Özetle, kurum ve şirketlerde bir taraftan yöneticilerin çalışanlarına neyin nasıl yapılmasını emrettikleri, yapılanları sıkı bir şekilde kontrol ettikleri, sorgulamadan koşulsuz itaat bekledikleri bir süreçten yöneticilerin çalışanlar ile bağ kurdukları, işbirliği içinde birlikte yaratıp çalışanların yaratıcılık ve gelişimleri için alan açtıkları bir dönüşüm yaşanmaktadır.

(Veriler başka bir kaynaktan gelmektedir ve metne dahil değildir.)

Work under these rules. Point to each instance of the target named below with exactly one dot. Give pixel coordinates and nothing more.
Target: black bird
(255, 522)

Diğer yanda dönüşümün çalışan tarafında ise, çalışanlardan günlük operasyonu sürdürecek yetkinliklerden çok miyopluktan uzak uzun vadeli ve bütüne odaklı stratejik bir bakış açısı geliştirmeleri, yüksek sosyal becerilere sahip olmaları ve değişime ayak uydurmanın ötesinde bunu desteklemeleri ve belki de bunu başlatmaları beklenmektedir.
Bütün bu gelişmelerin yaşandığı günümüz dünyasında, koçluğun bir moda ya da trendden çok bir ihtiyaç olarak kendini gösterdiğini söyleyebiliriz. En basit anlamıyla, kişilere ne istediğini fark ettiren, bu doğrultuda eylem adımları planlatan, eylemleri gerçekleştirirken kişilerin yolda kalmasına yardımcı olan ve sonuca ulaşmayı destekleyen bir süreç olarak ifade edilebilecek koçluk, yeni “C” dünyasının bir öğesi olarak dikkate alınmalıdır.

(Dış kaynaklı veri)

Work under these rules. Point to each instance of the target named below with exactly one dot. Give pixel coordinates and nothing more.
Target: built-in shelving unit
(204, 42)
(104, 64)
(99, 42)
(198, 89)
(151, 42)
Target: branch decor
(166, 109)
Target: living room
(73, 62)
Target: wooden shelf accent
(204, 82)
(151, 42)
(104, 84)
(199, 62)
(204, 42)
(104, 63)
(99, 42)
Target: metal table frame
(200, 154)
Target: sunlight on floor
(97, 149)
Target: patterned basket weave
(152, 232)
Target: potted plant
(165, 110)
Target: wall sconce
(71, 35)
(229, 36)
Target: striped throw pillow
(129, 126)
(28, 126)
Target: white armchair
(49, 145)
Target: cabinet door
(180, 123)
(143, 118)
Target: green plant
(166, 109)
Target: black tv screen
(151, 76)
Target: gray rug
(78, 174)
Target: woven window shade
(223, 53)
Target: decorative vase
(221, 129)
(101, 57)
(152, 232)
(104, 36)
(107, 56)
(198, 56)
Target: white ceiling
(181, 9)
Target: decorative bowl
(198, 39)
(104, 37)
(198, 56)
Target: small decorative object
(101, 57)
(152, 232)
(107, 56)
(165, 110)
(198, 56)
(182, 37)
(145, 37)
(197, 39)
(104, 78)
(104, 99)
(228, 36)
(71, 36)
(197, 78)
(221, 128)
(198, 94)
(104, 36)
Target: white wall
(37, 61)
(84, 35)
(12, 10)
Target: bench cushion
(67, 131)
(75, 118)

Koçluk, koçluk alan ve koç arasında güven ilişkisine dayalı eşit seviyede bir yol arkadaşlığıdır. Temelinde, iki taraf arasında yüksek uyum, can kulağıyla dinleme ve odaklı düşündürmeye dayalı bir süreçtir. Koç, koçluk alanın kendi potansiyeli ile ilgili neler fark edeceğini merak eden, karşısındakinin yoluna ışık tutan bir destekleyicidir. Bu perspektiften bakıldığında, kurumlarda koçluk yaklaşımını benimseyen yönetici ve çalışanlar yeni “C” dünyasının beraberinde getirdiği bağ kurma, iletişim içinde olma, işbirliği yapma, birlikte yaratma ve katkıda bulunma gereksinimlerini kolaylıkla içselleştirebilirler. Böyle bir yaklaşım, kişilerin potansiyellerinin daha çok farkında olmalarını destekleyerek potansiyelin yüksek performansa dönüşmesini kolaylaştıracaktır. Yeni düzenin ve dönüşüm sürecinin beraberinde getirdiği yetkinlik gelişimi açısında bakıldığında, koçluk süreci kişilerin mevcut yetkinlikleri ile ilgili farkındalıklarını arttırarak kişilerin hangi yetkinlik gelişimine hangi öncelikle odaklanmaları gerektiği konusunda yürünecek yola ışık tutacaktır.
Yetkinliklerini sürekli güncel tutan çalışanlar, performansa dönüşen odaklı düşünme ve yüksek farkındalık, kurum bazında iş sonuçlarına olumlu katkı sağlamanın yanı sıra, kişilerin büyük resimde hayatlarını anlamlandırmasını destekleyecektir.